Офицеры уже завтракают. Нам видно их сквозь заиндевелый павильон. Сегодня день присяги. Строевые песни забивают одна другую: «Расия, любимая мая. Рад-ные берёзки-тополя… Служим мы в войсках ВВ! – служим мы в войсках ВВ… Это вам не ВДВ! – это вам не ВДВ… рад-ная русская земля…» Наконец взводы выстраиваются у входа в столовую.
«Справа, по одному…»
Мы змейкой сыплемся в тепло.
Я быстро глотаю слежавшийся на пластмассовой тарелке овёс и наблюдаю в большое запотевшее стекло за медленно приближающейся тучной фигурой подполковника Брегея. Скоро развод.
Брегеевское «та-а-а-к…» неуклюже вползает в столовую. Офицеры выкатываются из зала, на ходу застёгивая бушлаты. Я допиваю фиолетовый кисель.
– Р-рота, закончить приём пищи, встать!..
Не расстраивай меня
Я бегу на плац и на фоне серых фигурок солдат вижу лейтенанта Цыганкова. Его взвод отрабатывает выход из строя и подход к начальнику. Забывая отдать честь и путаясь в полах шинели, я вытаскиваю из себя запыхавшееся: «Товарищ лейтенант… Там аттестация… зовут ваш взвод».
Раскатисто через «кар-р-рр-р», срывая ворон с ободранных веток, молодцеватый лейтенант орёт: «Взвод! закончить занятие, строиться!» Отливающий новой коричневой кожей офицерский планшет вмещает исписанные листы, повисает на тонком ремешке. Я бегу в штаб. Солдаты облепили стены. Я протискиваюсь в кабинет и только усаживаюсь на своё писарское место, входит Цыганков, здоровается с Сосновниковым и плюхается на стул рядом со мной.
Майор Сосновников, худощавый, с выцветшими глазами и ленточкой ордена Красной Звезды на планке, проводит аттестационную комиссию стремительно.
Цель – распределение новобранцев, только что принявших присягу, в учебные подразделения специалистов и младших командиров внутренних войск. Мы, такие же желторотые писаря, готовим списки, личные дела, не вылезаем из штаба две недели (на втором месяце службы я оценил этот подарок судьбы и очень старался).
Комиссия отбирает лучших, то есть с группой здоровья «1» и средним образованием.

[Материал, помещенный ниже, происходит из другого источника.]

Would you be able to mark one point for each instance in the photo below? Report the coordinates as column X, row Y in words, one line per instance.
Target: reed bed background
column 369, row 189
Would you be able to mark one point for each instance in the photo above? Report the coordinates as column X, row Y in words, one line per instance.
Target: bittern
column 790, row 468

На некоторые специальности допускается «двойка». Оставшиеся бойцы, с неполным средним и с недостатками здоровья, должны влиться в полк сразу после окончания «курса молодого бойца».
Заявки на сержантов частей оперативного назначения и разведки, специалистов станций связи, водителей БТР, сапёров, кинологов идут непомерные. Начальство торопит с отправкой команд. Запас среднеобразованных быстро тает. Мы по указанию майора в личных делах в графе «образование» затираем приставку «не». Получается новая разновидность образования – «полное среднее». С просто средним выбрали во всей роте и в экстренном порядке отправили в учебки – в Питер, Пермь, Шахты – ещё на прошлой неделе.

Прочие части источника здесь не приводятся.